11.26.2010

Alexander Kluge News from Ideological Antiquity: Marx–Eisenstein–Capital

Topic(s): 16 Beaver | No Comments

Date/Time: 26/11/2010 12:00 am


Alexander Kluge
News from Ideological Antiquity:
Marx–Eisenstein–Capital
A Free Presentation in Three Parts
Hosted by Red Channels in collaboration with
Platform for Pedagogy, 16 beaver, e-flux and Ludlow 38
Part One
7pm Tuesday, 09 November 2010 | Goethe-Institut Wyoming Building
5 East 3rd Street, New York NY
Part Two
7pm Sunday 21 November 2010 | e-flux
41 Essex Street, New York NY
Part Three
7pm Friday 26 November 2010 | 16 beaver
16 Beaver Street, 4th Floor New York, NY
Running time for each presentation is approximately three hours
German with English Subtitles
Alexander Kluge’s News from Ideological Antiquity: Marx–Eisenstein–Capital (2008, 570 minutes) begins with Russian filmmaker Sergei Eisenstein’s ambitious but unrealized plan to combine Karl Marx’s Capital and James Joyce’s Ulysses. For over nine hours, the film expands in concentric circles as Kluge, his guests, interlocutors and monologists make associative links on a range of topics that starts from a filmic discussion of Eisenstein’s notes.
Kluge’s film is divided into three parts: I. Marx and Eisenstein in the Same House; II. All Things are Bewitched People; III. Paradoxes of Exchange Society. At several points in the film we get a sense of what Eisenstein had in mind with his project. At one point, Kluge shows a “pot of soup has become a water kettle, boiling away and whistling: the image recurs at several moments in the exposition (Eisenstein’s notes projected in graphics on the intertitles), in such a way that this plain object is ‘abstracted’ into the very symbol of energy.
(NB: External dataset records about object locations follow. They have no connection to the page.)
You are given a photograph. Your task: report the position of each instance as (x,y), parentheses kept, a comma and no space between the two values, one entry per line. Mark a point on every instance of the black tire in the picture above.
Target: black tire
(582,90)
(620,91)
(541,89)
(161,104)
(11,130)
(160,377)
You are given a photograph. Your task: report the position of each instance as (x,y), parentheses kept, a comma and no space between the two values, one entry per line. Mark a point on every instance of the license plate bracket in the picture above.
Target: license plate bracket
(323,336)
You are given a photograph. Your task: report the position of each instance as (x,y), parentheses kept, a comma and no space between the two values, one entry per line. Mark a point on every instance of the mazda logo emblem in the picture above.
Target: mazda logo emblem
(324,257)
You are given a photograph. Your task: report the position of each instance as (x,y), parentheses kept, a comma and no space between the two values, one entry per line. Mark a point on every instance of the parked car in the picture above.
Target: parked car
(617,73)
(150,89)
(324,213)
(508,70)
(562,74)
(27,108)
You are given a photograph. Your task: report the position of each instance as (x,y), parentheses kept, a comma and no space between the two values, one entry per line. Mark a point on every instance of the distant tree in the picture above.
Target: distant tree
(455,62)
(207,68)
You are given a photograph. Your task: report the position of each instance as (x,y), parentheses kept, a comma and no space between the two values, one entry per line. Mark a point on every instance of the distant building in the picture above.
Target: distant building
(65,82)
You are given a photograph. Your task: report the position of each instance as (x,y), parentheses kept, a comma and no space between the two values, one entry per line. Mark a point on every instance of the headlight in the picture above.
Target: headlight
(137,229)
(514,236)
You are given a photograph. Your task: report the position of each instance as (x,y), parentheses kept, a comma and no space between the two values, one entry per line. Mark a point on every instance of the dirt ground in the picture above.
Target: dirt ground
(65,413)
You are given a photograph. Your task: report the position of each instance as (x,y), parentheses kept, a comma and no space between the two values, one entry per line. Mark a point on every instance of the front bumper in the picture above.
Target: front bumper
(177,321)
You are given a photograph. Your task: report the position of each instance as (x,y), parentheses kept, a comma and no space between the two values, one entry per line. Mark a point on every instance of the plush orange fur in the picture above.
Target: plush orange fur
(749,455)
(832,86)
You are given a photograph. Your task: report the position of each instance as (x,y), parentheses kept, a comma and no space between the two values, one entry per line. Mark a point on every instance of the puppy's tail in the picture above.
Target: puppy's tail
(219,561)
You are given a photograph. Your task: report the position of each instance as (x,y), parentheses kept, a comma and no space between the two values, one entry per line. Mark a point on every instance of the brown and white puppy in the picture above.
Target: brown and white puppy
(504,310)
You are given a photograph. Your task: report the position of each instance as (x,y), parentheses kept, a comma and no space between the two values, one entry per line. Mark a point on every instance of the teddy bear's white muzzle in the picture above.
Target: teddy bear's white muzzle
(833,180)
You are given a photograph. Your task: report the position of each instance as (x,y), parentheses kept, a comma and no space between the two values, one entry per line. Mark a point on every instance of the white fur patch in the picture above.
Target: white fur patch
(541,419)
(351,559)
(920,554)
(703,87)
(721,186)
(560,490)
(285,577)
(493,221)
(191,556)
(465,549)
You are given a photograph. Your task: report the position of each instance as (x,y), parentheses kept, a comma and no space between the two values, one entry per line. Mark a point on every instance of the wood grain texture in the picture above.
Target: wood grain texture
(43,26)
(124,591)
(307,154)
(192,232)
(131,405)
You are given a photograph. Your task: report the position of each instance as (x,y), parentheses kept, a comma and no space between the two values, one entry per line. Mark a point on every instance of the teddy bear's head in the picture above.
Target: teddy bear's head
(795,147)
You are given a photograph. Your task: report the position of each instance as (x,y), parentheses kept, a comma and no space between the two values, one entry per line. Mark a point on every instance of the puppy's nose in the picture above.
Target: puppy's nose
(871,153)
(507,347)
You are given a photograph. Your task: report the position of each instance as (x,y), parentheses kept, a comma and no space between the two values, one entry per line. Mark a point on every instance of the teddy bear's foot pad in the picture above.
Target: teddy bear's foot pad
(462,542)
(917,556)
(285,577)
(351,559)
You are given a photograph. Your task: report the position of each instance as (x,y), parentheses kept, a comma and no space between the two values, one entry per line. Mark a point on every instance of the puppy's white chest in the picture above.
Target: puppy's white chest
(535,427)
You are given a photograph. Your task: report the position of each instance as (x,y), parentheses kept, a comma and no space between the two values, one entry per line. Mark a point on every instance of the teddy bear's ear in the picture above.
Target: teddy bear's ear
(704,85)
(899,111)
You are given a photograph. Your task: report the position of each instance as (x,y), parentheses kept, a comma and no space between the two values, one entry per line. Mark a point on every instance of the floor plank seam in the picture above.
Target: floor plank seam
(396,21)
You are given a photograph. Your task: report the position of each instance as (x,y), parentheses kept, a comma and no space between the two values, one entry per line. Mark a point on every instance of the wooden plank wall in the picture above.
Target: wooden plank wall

It boils impatiently, vehemently it demands to be used, to be harnessed, it is either the whistling signal for work, for work stoppage, for strikes, or else the motor-power of a whole factory, a machine for future production …” By insistence and repetition this banal object, a commodity, transforms into a larger-than-life symbol, and we start to get a sense of the full range of cognitive and material links this commodity has to the web of life that surrounds it.